Vor einigen Tagen verkündeten Aldi Nord und Aldi Süd sukzessive das Billigfleisch aus den Kühlungen verbannen zu wollen. In diesem Jahr solle bereits die Prozentzahl des Fleisches, dass aus den Haltungsstufen 3 und 4 stammt, erhöht werden. Bis 2030 sollen die Produkte aus den Haltungstufen 1 und 2 gänzlich verschwunden sein. Seitens des Unternehmens hieß es, man gehe als Vorreiter ein hohes Risiko ein, besonders wenn die Konkurrent diesen Schritt nicht mitgehe. Allerdings ist keine Sorge mehr angebracht – die Konkurrenz geht mit.
Mehr Tierwohl ein gemeinsames Ansinnen
Keine Woche nach dem Aldi-Vorstoß lassen auch die anderen Lebensmittelhändler verlauten, Ihr Fleischsortiment umstellen zu wollen. Zum Wochenende schrieb die Rewe-Group: „Die Rewe Group hat bereits 2019 sämtliches Eigenmarken-Geflügelfrischfleisch auf Haltungsformstufe 2 und höher umgestellt, Schweinefleisch wird ab Juli folgen. Bis Ende 2030 streben Rewe und Penny an, im gesamten Eigenmarken-Frischfleischsortiment (Schwein, Rind und Geflügel) ausschließlich Haltungsformstufe 3 und 4 anzubieten.“ Man freue sich, dass sich die Branche zu diesem Weg entschieden hat.
Auch Edeka und die Tochter Netto sowie Kaufland schließen sich an. Während Edeka zwar das Vorhaben mitgeht, hält man sich mit konkreten Daten zurück.
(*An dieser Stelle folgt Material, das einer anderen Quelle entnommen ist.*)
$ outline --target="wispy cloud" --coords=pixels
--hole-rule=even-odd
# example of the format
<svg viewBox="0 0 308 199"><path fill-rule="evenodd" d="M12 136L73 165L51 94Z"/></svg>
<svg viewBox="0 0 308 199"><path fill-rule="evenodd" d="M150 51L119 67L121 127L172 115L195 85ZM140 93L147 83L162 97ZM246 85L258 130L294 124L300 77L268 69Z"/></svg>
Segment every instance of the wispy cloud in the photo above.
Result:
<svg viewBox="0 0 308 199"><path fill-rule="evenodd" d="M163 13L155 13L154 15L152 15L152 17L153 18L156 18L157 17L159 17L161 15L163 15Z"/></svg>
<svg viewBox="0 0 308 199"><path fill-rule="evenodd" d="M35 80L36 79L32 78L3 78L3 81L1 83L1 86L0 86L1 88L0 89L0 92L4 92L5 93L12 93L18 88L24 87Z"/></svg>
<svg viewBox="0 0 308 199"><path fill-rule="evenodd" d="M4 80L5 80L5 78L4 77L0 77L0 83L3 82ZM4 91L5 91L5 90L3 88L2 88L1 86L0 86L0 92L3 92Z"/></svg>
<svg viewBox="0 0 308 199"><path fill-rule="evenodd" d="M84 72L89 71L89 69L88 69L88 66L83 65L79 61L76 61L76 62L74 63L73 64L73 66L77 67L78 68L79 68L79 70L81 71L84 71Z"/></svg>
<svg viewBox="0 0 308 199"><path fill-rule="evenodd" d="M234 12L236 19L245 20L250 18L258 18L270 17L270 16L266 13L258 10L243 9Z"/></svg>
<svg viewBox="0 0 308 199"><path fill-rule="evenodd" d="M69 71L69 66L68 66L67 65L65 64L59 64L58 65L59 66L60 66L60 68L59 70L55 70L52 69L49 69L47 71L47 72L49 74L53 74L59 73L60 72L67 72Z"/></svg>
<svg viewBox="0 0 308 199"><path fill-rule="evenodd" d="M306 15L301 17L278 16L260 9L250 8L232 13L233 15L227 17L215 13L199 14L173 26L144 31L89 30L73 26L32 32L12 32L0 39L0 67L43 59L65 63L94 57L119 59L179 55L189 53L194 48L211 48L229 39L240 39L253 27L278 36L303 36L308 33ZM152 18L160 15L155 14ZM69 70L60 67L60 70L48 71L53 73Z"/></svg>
Kaufland fahre mit dem „Wertschätze“-Programm schon eine Tierschutz-Initiative, die den Verkauf von Schweine- und Geflügelfleisch der Haltungsform drei an allen Frischetheken vorsieht. Noch im Juli soll Frischfleisch vom Schwein ausschließlich ab Stufe zwei zu erhalten sein. Bis 2023 möchte Kaufland in Kooperationen mit Landwirten das Schweinefleisch-Sortiment der Stufen drei und vier verdoppeln. Dieses Vorhaben ist ebenfalls für Geflügelprodukte geplant.
Zwei Seiten der Medaille
Der Schritt zu besseren Haltungsformen ist gewünscht. Das Billigfleisch aus dem Sortiment zu nehmen ist auch eine Imagefrage. Das Vorhaben wirft natürlich ein gutes Licht auf die Händler. Allerdings: die massenhafte Umstellung der Haltung wird zur Mammutinvestition. Aktuell ist der Markt darauf ausgelegt, dass Fleisch der Haltungsstufen 1 und 2 in rauen Mengen vorhanden ist. Produkte der Haltungsstufen 3 und 4 – Frischluft- und Biohaltung – ist eine „absolute Marktnische“, so Joachim Ruckwied, Präsident des Deutschen Bauernverbandes. Stellt der gesamte Handel den Verkauf des „Billigfleisches“ ein, müssen allein Produkte aus den hohen Haltungsstufen die immense Nachfrage decken. „Wenn das Angebot in diesem Segment weiterentwickelt werden soll, sind in der Tierhaltung massive Investitionen erforderlich.“ Dies seie nur durch hohe Zahlungen des Handels und Investionen und Subventionen aus der Politik möglich.
Mehr Tierwohl gleich höherer Preis
Dass mit der Verbesserung der Bedingungen in der Tierhaltung auch mehr Haltungskosten und somit höhere Produktpreise einhergehen, sollte klar sein. Aldis Managing Director Buying Lars Klein teilte mit: „Wir gehen ein hohes finanzielles Risiko bei unserem Vorhaben ein. Denken aber, dass das der wichtige Schritt ist. Wir wissen [aber] aus Umfragen, dass unsere Kunden bereit sind, mehr Geld für Fleisch auszugeben.“ Und tatsächlich geben mehrere Umfragen – das ergab zuletzt auch eine Umfrage der Unternehmensberatung Simon-Kucher – den Willen der Kunden an, für mehr Tierwohl auch mehr zahlen zu wollen.